On top of not needing any caregivers, Tom also pushed himself in a manual wheelchair, and this was long before the push-assist technology came on the scene. He was a beast. Huge shoulder muscles and biceps. Keep in mind, he also cannot move any triceps in his arms, which means all of the feats he was accomplishing were blowing my mind (especially since I had tried many of the tasks he was before when I was in rehab and failed miserably).
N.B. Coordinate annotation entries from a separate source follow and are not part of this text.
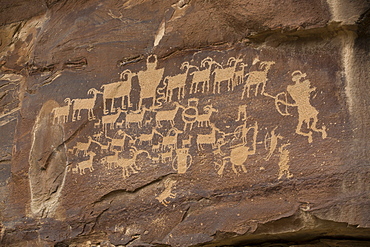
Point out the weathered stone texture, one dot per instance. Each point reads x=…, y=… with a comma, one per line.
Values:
x=181, y=123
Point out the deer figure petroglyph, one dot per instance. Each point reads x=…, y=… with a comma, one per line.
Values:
x=204, y=119
x=84, y=104
x=167, y=193
x=225, y=74
x=61, y=113
x=86, y=164
x=203, y=75
x=168, y=115
x=257, y=78
x=177, y=81
x=149, y=80
x=117, y=90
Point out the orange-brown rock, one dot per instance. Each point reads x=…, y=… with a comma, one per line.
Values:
x=182, y=123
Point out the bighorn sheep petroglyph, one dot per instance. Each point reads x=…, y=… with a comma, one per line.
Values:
x=257, y=78
x=168, y=115
x=62, y=112
x=117, y=90
x=177, y=81
x=84, y=104
x=225, y=74
x=203, y=75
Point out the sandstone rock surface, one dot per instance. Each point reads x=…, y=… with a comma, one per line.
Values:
x=183, y=123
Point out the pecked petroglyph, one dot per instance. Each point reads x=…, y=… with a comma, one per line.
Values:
x=167, y=193
x=301, y=94
x=174, y=123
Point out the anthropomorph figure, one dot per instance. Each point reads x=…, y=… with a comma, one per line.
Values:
x=300, y=93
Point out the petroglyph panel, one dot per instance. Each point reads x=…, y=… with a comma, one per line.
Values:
x=237, y=116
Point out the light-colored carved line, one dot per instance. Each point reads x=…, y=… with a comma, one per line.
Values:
x=10, y=115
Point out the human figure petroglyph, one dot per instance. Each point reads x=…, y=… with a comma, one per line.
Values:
x=167, y=193
x=86, y=164
x=62, y=112
x=182, y=160
x=187, y=142
x=135, y=117
x=204, y=75
x=84, y=104
x=204, y=119
x=177, y=81
x=149, y=80
x=115, y=90
x=272, y=138
x=148, y=137
x=300, y=92
x=171, y=138
x=226, y=74
x=242, y=111
x=156, y=147
x=98, y=136
x=239, y=154
x=257, y=78
x=283, y=162
x=168, y=115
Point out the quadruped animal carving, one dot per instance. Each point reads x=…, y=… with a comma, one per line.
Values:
x=240, y=153
x=167, y=193
x=60, y=114
x=149, y=80
x=257, y=78
x=168, y=115
x=226, y=74
x=128, y=164
x=115, y=90
x=177, y=82
x=204, y=119
x=204, y=75
x=84, y=104
x=86, y=164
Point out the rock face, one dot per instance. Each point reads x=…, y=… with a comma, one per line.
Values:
x=165, y=123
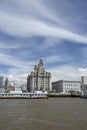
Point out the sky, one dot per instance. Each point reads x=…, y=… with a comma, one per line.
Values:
x=54, y=30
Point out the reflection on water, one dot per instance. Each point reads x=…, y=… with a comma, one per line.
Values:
x=43, y=114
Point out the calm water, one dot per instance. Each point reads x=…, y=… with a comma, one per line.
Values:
x=43, y=114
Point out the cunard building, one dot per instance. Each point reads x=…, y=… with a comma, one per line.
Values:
x=39, y=79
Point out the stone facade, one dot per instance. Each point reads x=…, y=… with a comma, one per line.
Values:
x=39, y=79
x=66, y=86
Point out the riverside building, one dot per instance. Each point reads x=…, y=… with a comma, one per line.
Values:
x=39, y=79
x=1, y=83
x=66, y=86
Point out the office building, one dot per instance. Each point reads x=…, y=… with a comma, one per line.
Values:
x=66, y=86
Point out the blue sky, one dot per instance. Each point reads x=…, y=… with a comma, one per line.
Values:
x=55, y=30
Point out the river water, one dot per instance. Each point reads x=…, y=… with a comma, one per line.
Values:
x=43, y=114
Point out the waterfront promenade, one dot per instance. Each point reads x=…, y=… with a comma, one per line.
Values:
x=51, y=114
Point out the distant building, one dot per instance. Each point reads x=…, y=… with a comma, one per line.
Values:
x=39, y=79
x=66, y=86
x=1, y=83
x=84, y=83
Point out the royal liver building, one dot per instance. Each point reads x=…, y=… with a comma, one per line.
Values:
x=39, y=79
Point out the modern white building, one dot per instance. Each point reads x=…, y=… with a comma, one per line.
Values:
x=39, y=79
x=84, y=83
x=65, y=86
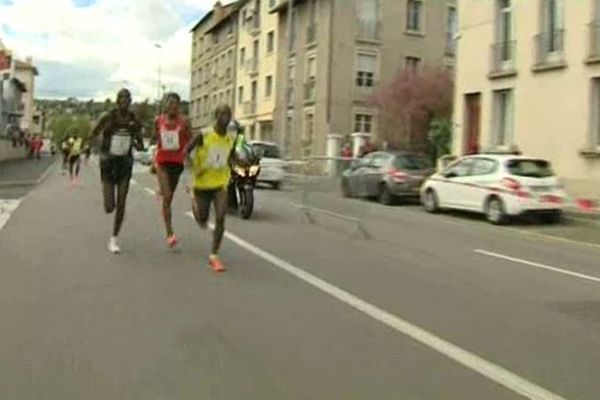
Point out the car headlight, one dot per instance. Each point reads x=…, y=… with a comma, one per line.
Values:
x=254, y=170
x=240, y=171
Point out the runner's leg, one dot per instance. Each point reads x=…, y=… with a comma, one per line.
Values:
x=220, y=211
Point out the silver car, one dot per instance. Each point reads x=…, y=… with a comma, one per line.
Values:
x=386, y=176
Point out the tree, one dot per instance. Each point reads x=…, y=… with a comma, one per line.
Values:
x=409, y=104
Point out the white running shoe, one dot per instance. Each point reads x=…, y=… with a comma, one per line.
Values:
x=113, y=245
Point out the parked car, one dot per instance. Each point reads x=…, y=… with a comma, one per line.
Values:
x=272, y=167
x=386, y=176
x=499, y=186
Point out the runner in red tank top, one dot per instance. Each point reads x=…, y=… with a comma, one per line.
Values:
x=172, y=132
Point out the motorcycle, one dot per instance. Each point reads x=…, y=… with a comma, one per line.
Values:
x=245, y=171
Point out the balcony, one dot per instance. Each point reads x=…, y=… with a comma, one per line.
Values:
x=594, y=52
x=364, y=90
x=251, y=66
x=503, y=59
x=250, y=107
x=310, y=90
x=550, y=53
x=311, y=34
x=368, y=30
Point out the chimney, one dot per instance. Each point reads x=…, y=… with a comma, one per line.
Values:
x=218, y=10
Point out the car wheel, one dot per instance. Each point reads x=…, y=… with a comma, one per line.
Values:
x=431, y=202
x=553, y=218
x=385, y=196
x=346, y=191
x=495, y=212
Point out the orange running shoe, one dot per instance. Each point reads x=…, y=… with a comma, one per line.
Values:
x=172, y=241
x=215, y=264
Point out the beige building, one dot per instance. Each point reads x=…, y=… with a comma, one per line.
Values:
x=528, y=78
x=213, y=64
x=257, y=67
x=340, y=52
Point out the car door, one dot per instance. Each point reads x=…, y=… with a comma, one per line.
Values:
x=481, y=178
x=453, y=189
x=374, y=175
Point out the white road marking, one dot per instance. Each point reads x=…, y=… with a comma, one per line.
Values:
x=538, y=265
x=7, y=207
x=469, y=360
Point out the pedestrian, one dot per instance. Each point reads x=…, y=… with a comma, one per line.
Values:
x=211, y=173
x=75, y=159
x=172, y=134
x=120, y=131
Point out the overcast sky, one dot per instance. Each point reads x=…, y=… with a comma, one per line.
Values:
x=90, y=48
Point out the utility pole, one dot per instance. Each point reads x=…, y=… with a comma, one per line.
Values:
x=284, y=107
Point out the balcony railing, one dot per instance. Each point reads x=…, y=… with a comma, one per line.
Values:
x=311, y=34
x=364, y=90
x=594, y=28
x=368, y=29
x=310, y=90
x=550, y=48
x=503, y=57
x=251, y=66
x=249, y=107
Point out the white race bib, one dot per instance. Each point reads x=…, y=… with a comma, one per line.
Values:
x=217, y=157
x=169, y=140
x=120, y=145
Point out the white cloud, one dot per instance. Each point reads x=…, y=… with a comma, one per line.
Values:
x=113, y=36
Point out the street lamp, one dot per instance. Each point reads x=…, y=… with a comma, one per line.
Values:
x=159, y=83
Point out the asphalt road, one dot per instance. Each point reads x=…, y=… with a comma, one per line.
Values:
x=432, y=307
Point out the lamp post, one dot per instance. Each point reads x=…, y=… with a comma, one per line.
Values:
x=159, y=82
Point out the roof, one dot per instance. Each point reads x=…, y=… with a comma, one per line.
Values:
x=282, y=6
x=228, y=13
x=209, y=15
x=23, y=65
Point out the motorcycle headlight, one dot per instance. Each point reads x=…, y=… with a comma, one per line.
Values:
x=240, y=171
x=254, y=170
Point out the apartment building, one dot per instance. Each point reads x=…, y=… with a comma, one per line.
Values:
x=213, y=64
x=338, y=52
x=538, y=87
x=256, y=74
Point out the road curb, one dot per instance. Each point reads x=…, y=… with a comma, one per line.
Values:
x=32, y=182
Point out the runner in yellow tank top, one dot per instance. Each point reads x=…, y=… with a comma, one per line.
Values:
x=210, y=154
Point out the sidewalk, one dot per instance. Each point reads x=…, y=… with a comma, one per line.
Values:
x=24, y=172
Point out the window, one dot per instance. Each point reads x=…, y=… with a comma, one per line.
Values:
x=240, y=94
x=242, y=55
x=552, y=28
x=365, y=73
x=268, y=86
x=412, y=63
x=363, y=123
x=484, y=166
x=270, y=42
x=502, y=118
x=309, y=127
x=368, y=18
x=414, y=15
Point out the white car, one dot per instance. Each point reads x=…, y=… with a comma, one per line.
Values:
x=272, y=167
x=499, y=186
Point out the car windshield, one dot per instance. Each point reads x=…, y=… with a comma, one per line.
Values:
x=267, y=150
x=412, y=162
x=530, y=168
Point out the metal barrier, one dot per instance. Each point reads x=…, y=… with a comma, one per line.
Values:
x=318, y=180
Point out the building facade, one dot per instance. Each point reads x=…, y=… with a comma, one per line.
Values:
x=257, y=67
x=338, y=52
x=213, y=64
x=538, y=88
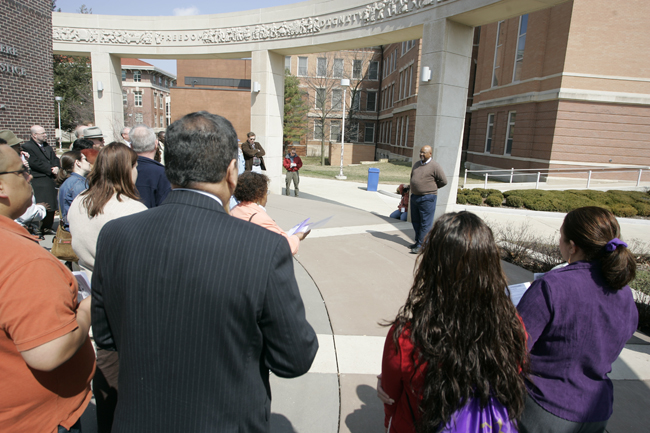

Probably one of the most impressive things Tom did was drive an old-school Monte Carlo, which he transferred himself into without any problems morning and night for years. He’d use his upper body and pull himself into the car with sheer brute force. He also was married and had kids on top of all this physical feats for his level of spinal cord injury.
But as inspiring as Tom was, he also made me doubt myself. I’m always wondering, no, doubting if I could be doing more in terms of my daily life, and gosh darn it he was the living embodiment of this. He tried to show me how to transfer using his own method, but since my torso is so long and I don’t have any muscle control, his tips really weren’t possible in my world.
But I’ll never forgot him and all the things he could do, and all of these years later, I still haven’t met someone as strong as he is for his level of injury. I do know that since I’m a female, by my very nature I do not have the same amount of strength in my arms and shoulders, which is why most men are stronger than women at the same level of injury. This isn’t always the case though. Some men do not become as strong as they could..
Don’t think however this will stop me from trying. I think with the right amount of hard work, a woman can be nearly as strong as a man, especially when they both have a spinal cord injury. It just takes a lot of strength training. I will warn many of you out there though – make sure you are careful with your shoulders. Even though Tom is a certifiable “Super Quad,” in order to accomplish many of the things he was able to he had to put a large of strain on the shoulders.
I learned a valuable lesson from meeting him however – it’s never a good idea to compare yourself to other quadriplegics. You must judge everything with it’s risk and reward, and by your own abilities. Each of us are on our own journey. Just remember, remind yourself that even though you may feel yourself competing with other wheelchair-users, rein it in. You are on your own path so embrace it.
Do you ever feel intimidated by the Super Quads of the world?